Eldritch roared and picked up another piece of furniture. This time Filosofia moved too slowly, and the flying computer desk bowled her backwards and into a mass of folding wine racks. Dazed, she groaned and tried to roll out of the way, but Eldritch hit her with a sidetable and she crumpled.
Satisfied that Filosofia was out of action, Eldritch grunted, and advanced on McKellar. “Join me,” he said. “I can use you. We need new point-of-sales materials. More brochures. Lots and lots of xeroxed fliers. Together we can dominate New England furniture retail!”
“Never,” said McKellar. He thrust the V&A Guide to Gratuitously Reticulated Victorian Ornament into Eldritch’s view. Eldritch drew back, hissing.
“You fools! My minimalist Scandinavian vision is too strong for your pathetic patternbooks!” Eldritch roared. He swung his arm and sent a row of shelves toppling, knocking McKellar to the ground and sending the book flying. “I will crush you! My Scandinavian modern vision will prevail!” he roared.
“Hey big guy! Looks like your peripheral vision could use some work,” Filosofia taunted.
Eldritch whirled around and spotted his opponent perched thirty feet above him, on top of a massive Swedish cooking display, but before he could react, Filosofia shoved at the display and jumped off. The blue-and-yellow labeled jars gave a brief shudder, then toppled forward. Eldritch disappeared under an avalanche of preserves, and when the rumble died away, only the soft sticky sounds of dripping lingonberry jam remained.
Filosofia limped over to McKellar and helped him to his feet. “You have totally got to love something called a ‘lingonberry,’ even if it does come in jars,” she said.
McKellar picked up the book. “At last, the library was good for something, although taking this book out overnight will cost five hundred dollars in late fines,” McKellar said. “There’s still the warehouse and all that demonic particleboard out back. Let’s get Emily and finish this place off before Eldritch wakes up.”
discounts amidst the ruins
McKellar and Filosofia emerged from their cover behind a brick wall in the parking lot, and surveyed the rubble. As the dust from the explosions died away, Emily, lying on her back on the pavement, shuddered suddenly and groaned.
“Emily? You awake? How’s Horatio?” asked McKellar.
“Hor — Horatio? Wh — what are you talking about?” asked Emily.
“Thank goodness, she’s back to normal. No iambic pentameter.”
Filosofia knelt beside McKellar, concerned. “Lambent pentawhatawhata? Is that something I need to kill?” she asked.
“Never mind,” said McKellar.
“What’s going on?

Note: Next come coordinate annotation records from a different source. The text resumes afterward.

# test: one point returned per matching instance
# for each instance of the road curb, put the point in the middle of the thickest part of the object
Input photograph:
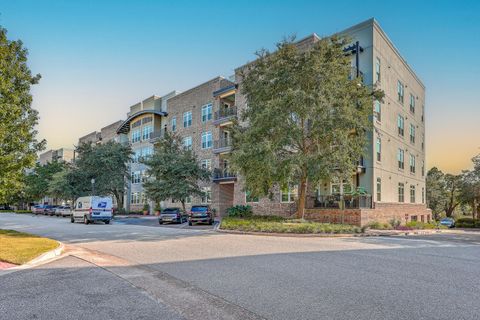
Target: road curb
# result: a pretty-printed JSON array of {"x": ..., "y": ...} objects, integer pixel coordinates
[
  {"x": 330, "y": 235},
  {"x": 44, "y": 258}
]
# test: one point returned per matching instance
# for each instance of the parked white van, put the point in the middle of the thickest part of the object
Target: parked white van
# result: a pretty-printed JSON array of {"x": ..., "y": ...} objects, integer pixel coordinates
[{"x": 90, "y": 209}]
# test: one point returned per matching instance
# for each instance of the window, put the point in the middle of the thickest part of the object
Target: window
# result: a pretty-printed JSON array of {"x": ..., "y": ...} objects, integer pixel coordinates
[
  {"x": 289, "y": 194},
  {"x": 379, "y": 149},
  {"x": 137, "y": 154},
  {"x": 400, "y": 91},
  {"x": 147, "y": 120},
  {"x": 412, "y": 103},
  {"x": 187, "y": 143},
  {"x": 400, "y": 158},
  {"x": 147, "y": 132},
  {"x": 412, "y": 194},
  {"x": 379, "y": 189},
  {"x": 377, "y": 70},
  {"x": 207, "y": 164},
  {"x": 207, "y": 140},
  {"x": 136, "y": 177},
  {"x": 377, "y": 111},
  {"x": 207, "y": 195},
  {"x": 400, "y": 125},
  {"x": 135, "y": 135},
  {"x": 249, "y": 197},
  {"x": 401, "y": 188},
  {"x": 412, "y": 163},
  {"x": 207, "y": 112},
  {"x": 187, "y": 119},
  {"x": 135, "y": 198},
  {"x": 147, "y": 152},
  {"x": 412, "y": 133}
]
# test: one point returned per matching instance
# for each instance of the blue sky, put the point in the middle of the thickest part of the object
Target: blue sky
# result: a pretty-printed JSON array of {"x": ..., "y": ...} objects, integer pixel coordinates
[{"x": 99, "y": 57}]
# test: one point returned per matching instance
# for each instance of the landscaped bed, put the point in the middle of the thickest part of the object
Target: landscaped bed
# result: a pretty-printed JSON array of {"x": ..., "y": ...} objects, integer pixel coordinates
[
  {"x": 274, "y": 224},
  {"x": 19, "y": 248}
]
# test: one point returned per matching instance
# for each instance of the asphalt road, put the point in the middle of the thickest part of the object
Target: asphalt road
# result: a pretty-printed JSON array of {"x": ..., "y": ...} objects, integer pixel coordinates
[{"x": 420, "y": 277}]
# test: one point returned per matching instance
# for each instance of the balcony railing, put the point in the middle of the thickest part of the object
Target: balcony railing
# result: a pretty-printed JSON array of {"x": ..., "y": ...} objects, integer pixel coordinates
[
  {"x": 224, "y": 115},
  {"x": 222, "y": 145},
  {"x": 220, "y": 175},
  {"x": 348, "y": 201}
]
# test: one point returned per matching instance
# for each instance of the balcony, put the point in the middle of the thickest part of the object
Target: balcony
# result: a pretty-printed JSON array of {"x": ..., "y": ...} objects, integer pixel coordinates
[
  {"x": 348, "y": 201},
  {"x": 157, "y": 135},
  {"x": 223, "y": 176},
  {"x": 225, "y": 116},
  {"x": 222, "y": 146}
]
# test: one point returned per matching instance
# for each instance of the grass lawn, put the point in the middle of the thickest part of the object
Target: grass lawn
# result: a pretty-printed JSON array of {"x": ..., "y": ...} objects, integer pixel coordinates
[
  {"x": 281, "y": 225},
  {"x": 19, "y": 248}
]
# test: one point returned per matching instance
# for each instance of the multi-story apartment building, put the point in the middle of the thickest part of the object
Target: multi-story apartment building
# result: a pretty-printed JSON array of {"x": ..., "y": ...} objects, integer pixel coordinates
[
  {"x": 392, "y": 174},
  {"x": 144, "y": 123},
  {"x": 62, "y": 154},
  {"x": 105, "y": 134}
]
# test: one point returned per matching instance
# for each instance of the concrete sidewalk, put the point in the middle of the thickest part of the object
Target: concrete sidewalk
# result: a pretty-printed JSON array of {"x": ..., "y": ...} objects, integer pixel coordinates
[{"x": 72, "y": 288}]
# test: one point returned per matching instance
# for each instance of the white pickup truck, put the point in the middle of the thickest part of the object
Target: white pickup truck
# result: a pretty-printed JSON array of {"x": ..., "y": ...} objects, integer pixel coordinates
[{"x": 91, "y": 209}]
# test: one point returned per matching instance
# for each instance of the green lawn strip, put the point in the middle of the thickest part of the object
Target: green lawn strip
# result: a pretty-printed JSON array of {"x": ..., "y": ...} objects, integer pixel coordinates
[
  {"x": 281, "y": 225},
  {"x": 19, "y": 248}
]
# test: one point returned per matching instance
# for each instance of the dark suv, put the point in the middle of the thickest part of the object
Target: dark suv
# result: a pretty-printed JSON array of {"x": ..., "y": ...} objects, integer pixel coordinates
[
  {"x": 172, "y": 215},
  {"x": 201, "y": 213}
]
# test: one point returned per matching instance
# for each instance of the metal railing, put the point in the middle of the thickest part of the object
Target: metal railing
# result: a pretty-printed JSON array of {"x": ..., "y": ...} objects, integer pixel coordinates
[
  {"x": 348, "y": 201},
  {"x": 223, "y": 174},
  {"x": 222, "y": 143},
  {"x": 225, "y": 113}
]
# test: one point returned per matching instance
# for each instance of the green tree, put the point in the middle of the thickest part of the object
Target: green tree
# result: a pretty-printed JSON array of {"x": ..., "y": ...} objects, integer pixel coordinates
[
  {"x": 174, "y": 172},
  {"x": 37, "y": 182},
  {"x": 436, "y": 194},
  {"x": 307, "y": 118},
  {"x": 69, "y": 184},
  {"x": 107, "y": 164},
  {"x": 18, "y": 143}
]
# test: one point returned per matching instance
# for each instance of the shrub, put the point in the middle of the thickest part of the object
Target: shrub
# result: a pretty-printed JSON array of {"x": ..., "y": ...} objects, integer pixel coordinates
[
  {"x": 282, "y": 225},
  {"x": 240, "y": 211},
  {"x": 467, "y": 223},
  {"x": 379, "y": 226},
  {"x": 23, "y": 211}
]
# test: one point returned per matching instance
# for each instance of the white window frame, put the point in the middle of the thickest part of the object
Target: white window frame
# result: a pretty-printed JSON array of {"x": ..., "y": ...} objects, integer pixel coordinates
[
  {"x": 187, "y": 119},
  {"x": 207, "y": 140},
  {"x": 187, "y": 143},
  {"x": 291, "y": 193},
  {"x": 207, "y": 112}
]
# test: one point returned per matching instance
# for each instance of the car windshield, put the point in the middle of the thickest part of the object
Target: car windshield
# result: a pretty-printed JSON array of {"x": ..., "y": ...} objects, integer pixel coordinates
[{"x": 199, "y": 209}]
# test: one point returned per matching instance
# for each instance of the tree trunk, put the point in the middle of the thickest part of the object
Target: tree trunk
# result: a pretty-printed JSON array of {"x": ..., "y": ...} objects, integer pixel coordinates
[
  {"x": 302, "y": 196},
  {"x": 183, "y": 206}
]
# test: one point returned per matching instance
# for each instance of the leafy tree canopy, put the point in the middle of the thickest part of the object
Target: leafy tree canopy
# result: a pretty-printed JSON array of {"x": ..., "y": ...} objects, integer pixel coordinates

Where’d the Ikea go?” asked Emily.
“Um, we had to blow it up,” said Filosofia, brushing the graphite off of Emily’s forehead.
“Wait — you blew up the New Haven Ikea?” said Emily.
“Yeah.”
“You blew up the only Ikea in New England?” Emily asked, sitting up and leaning against the wall. She hugged herself.
“Like, totally,” said Filosofia, flipping her sunglasses back over her eyes.
“I don’t know if I can take this,” Emily said. “Guys, you’ve got to be making this up. Not the only Ikea in New England. It took decades to get here and it’s gotta still be there it can’t be gone it’s gotta still be there I need to buy a bin —”
“Listen, Emily, you were right!” Filosofia said. “There was a crazy furniture designer, just like you said …”
“But guys, I need to buy a bin. You can’t have done it. It can’t be.”
“I’m sorry, Em, we had to. That’s what happens when you make furniture out of demonic particleboard.”
McKellar and Filosofia helped Emily to the car, anxious to leave before the fire department arrived.
Deep in the smoking rubble, a Visby chair flipped onto its legs and growled.